A total of $60,000 U.S./$78,885 CDN will be given to Bahamas Methodist Habitat and the Salvation Army. The funds will be used for materials, training, generators, and other ways to assist with their recovery and reconstruction efforts. Additional funds could be made available in the future.

“It’s a very unusual situation for us,” said King, noting MDS only works in Canada, the U.S., and U.S. territories like Saipan or Puerto Rico.

As a result of the assessment, King says the best way MDS can help is by supporting local organizations in the Bahamas.

“Groups that are helping are overwhelmed,” he says. “They can use our support.”

Best of all, he adds, they have local people willing to volunteer, and they know the situation on the ground. “The best way we can be of assistance is by supporting their efforts.”

Of those who donated, King says he is grateful.

“The donations from people across North America show once again how we want to respond as Christians to those affected by natural disasters,” he says.

“Now those donations will be put to good use by partners in the Bahamas who are happy with the support from MDS supporters in the U.S. and Canada.”

The effects of 180 mph sustained wind for 2 hours. PHOTO courtesy MDS

Dorian made landfall in the Bahamas on September 1, 2020, as a category five hurricane. It was the worst storm to ever hit the island country. Damage is in the billions of dollars, and at least 65 people were killed.

MDS continues to monitor the effects of the storm in the U.S. and Canada, including on the Outer Banks of North Carolina.

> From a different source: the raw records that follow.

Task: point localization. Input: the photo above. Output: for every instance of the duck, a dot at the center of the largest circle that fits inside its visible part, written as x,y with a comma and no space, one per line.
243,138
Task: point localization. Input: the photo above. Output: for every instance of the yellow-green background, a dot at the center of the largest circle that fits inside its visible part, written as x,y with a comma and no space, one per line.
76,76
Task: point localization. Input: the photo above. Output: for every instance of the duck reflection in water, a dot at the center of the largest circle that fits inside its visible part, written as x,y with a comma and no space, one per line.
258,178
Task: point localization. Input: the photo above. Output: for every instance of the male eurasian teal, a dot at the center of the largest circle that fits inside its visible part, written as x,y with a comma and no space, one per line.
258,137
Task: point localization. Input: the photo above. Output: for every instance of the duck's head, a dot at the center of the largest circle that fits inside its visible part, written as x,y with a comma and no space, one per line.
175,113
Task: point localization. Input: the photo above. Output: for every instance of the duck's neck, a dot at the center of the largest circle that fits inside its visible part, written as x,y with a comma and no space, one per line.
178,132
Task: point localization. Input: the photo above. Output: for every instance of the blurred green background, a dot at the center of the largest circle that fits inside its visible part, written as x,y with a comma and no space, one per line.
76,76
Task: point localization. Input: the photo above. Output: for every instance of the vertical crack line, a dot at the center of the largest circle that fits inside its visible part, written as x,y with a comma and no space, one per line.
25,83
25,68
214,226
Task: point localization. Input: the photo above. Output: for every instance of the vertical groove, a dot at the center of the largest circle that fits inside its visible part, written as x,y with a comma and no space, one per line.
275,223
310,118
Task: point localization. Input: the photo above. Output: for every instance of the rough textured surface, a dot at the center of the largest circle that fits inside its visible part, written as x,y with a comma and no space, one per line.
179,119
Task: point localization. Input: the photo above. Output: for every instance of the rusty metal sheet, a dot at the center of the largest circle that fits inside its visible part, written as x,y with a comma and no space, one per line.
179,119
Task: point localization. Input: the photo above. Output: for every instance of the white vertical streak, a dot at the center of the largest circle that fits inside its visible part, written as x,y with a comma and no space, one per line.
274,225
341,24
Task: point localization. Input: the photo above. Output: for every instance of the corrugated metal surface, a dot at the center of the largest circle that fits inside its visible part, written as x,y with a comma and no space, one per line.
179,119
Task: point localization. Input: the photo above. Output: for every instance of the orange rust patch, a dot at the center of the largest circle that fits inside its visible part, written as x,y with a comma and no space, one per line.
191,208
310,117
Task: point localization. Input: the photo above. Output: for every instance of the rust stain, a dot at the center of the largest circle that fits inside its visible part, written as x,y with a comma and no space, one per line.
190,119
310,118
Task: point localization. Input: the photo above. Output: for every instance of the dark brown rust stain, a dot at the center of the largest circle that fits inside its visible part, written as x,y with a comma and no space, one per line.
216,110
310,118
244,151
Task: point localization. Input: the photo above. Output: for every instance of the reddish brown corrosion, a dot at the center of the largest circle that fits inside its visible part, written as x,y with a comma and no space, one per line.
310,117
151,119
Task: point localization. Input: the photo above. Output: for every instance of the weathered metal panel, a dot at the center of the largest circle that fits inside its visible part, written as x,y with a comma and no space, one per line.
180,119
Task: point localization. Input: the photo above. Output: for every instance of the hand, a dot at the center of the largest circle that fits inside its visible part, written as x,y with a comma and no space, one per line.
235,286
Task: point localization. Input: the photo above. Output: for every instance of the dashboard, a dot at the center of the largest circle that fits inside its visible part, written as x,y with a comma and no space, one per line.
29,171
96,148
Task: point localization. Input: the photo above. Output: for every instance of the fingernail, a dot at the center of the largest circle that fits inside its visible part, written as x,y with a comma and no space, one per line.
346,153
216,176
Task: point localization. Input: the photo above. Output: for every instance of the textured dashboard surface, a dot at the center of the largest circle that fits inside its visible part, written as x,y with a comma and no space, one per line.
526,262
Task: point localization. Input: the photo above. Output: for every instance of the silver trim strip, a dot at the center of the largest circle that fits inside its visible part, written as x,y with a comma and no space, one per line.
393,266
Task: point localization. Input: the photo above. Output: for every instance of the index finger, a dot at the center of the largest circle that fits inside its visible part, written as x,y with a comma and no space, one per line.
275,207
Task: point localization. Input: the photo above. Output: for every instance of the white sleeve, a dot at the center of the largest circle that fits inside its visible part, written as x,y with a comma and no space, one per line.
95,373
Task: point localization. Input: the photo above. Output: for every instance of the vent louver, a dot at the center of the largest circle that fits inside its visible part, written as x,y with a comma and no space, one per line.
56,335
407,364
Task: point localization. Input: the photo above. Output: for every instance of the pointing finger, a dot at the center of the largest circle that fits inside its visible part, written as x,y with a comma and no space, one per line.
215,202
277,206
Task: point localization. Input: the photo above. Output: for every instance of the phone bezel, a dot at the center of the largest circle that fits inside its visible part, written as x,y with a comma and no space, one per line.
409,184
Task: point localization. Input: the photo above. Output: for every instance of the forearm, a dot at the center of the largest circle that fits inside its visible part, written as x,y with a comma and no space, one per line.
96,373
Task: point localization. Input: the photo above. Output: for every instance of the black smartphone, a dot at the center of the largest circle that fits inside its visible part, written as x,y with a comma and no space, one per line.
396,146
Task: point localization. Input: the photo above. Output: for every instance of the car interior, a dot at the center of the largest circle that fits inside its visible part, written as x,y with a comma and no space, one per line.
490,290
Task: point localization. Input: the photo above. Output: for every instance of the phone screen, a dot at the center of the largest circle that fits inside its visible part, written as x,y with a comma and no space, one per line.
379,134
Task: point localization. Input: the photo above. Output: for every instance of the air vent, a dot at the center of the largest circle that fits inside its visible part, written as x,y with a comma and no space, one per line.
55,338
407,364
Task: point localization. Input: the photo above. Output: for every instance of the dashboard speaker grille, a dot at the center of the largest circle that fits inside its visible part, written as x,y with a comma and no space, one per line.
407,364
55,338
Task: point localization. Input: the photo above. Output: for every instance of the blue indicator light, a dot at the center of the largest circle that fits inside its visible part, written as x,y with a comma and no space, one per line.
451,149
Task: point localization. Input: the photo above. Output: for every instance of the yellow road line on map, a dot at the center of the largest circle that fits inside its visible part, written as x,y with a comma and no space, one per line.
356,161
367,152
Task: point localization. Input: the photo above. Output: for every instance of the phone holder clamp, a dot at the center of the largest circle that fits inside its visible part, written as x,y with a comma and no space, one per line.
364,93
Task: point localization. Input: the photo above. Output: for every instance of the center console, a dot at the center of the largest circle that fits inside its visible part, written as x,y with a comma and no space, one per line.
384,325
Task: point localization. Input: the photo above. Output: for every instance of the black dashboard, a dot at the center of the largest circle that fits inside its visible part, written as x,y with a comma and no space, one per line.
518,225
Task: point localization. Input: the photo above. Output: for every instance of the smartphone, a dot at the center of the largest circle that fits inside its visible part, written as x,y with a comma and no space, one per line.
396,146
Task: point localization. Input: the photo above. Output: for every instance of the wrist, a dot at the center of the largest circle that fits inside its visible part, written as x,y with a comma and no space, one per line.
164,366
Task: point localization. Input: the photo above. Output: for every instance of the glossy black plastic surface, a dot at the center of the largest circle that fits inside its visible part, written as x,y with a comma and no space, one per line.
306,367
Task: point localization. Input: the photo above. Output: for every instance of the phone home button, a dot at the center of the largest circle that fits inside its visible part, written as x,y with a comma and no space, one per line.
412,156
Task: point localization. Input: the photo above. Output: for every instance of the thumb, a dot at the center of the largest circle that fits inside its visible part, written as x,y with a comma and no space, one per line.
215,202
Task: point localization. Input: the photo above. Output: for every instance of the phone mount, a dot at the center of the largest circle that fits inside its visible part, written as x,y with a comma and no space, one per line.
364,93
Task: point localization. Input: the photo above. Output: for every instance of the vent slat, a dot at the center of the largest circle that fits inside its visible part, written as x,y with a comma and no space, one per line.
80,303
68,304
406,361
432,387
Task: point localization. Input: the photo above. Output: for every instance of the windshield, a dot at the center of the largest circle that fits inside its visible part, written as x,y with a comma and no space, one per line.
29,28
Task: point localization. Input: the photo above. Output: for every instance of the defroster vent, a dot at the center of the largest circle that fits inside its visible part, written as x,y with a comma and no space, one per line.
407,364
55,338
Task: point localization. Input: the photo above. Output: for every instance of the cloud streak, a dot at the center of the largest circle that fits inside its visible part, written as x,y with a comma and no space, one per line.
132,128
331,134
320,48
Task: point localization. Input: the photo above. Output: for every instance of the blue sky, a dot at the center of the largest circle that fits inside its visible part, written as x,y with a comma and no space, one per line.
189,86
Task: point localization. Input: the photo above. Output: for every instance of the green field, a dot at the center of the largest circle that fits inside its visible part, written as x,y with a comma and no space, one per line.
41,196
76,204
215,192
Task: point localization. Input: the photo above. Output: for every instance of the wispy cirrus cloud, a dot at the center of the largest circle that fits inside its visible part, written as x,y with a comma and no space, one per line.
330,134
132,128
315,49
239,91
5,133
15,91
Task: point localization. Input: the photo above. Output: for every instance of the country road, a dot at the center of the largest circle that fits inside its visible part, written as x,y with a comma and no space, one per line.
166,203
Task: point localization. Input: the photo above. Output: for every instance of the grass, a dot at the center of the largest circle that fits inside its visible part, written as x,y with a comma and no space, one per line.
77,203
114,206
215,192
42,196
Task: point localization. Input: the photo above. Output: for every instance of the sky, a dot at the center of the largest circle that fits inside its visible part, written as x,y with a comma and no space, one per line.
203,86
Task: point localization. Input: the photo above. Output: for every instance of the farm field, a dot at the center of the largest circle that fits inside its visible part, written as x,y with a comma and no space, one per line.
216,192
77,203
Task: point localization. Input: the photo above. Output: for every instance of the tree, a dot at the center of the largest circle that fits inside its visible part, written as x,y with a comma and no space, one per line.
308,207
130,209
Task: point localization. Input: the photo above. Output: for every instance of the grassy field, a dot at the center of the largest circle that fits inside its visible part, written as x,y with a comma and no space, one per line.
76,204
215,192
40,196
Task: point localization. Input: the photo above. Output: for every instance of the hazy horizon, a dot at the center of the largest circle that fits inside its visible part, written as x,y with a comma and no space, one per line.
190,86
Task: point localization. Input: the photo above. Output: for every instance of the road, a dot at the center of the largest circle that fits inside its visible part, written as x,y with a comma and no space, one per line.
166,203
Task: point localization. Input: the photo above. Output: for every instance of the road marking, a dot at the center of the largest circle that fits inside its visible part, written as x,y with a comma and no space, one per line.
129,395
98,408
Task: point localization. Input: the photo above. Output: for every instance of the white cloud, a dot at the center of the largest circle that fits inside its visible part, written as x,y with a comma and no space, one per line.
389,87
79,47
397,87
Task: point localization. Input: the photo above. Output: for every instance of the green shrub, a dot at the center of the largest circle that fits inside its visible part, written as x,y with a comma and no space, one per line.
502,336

Mennonite Disaster Service is a volunteer network of Anabaptist churches that responds in Christian love to those affected by disasters in Canada and the United States. While the main focus is on clean up, repair, and rebuilding homes, this service touches lives and nurtures hope, faith, and wholeness.

For generations of Mennonites and other Anabaptist groups, mutual aid has been an informal practice of expressing their faith in the day-to-day actions of caring for one another. Through spontaneous gestures of assistance, such as the well-known barn raising, the Anabaptists put their faith into action when fellow church members or neighbours faced calamity.

John Longhurst
writes for the MDS Canada office in Winnipeg.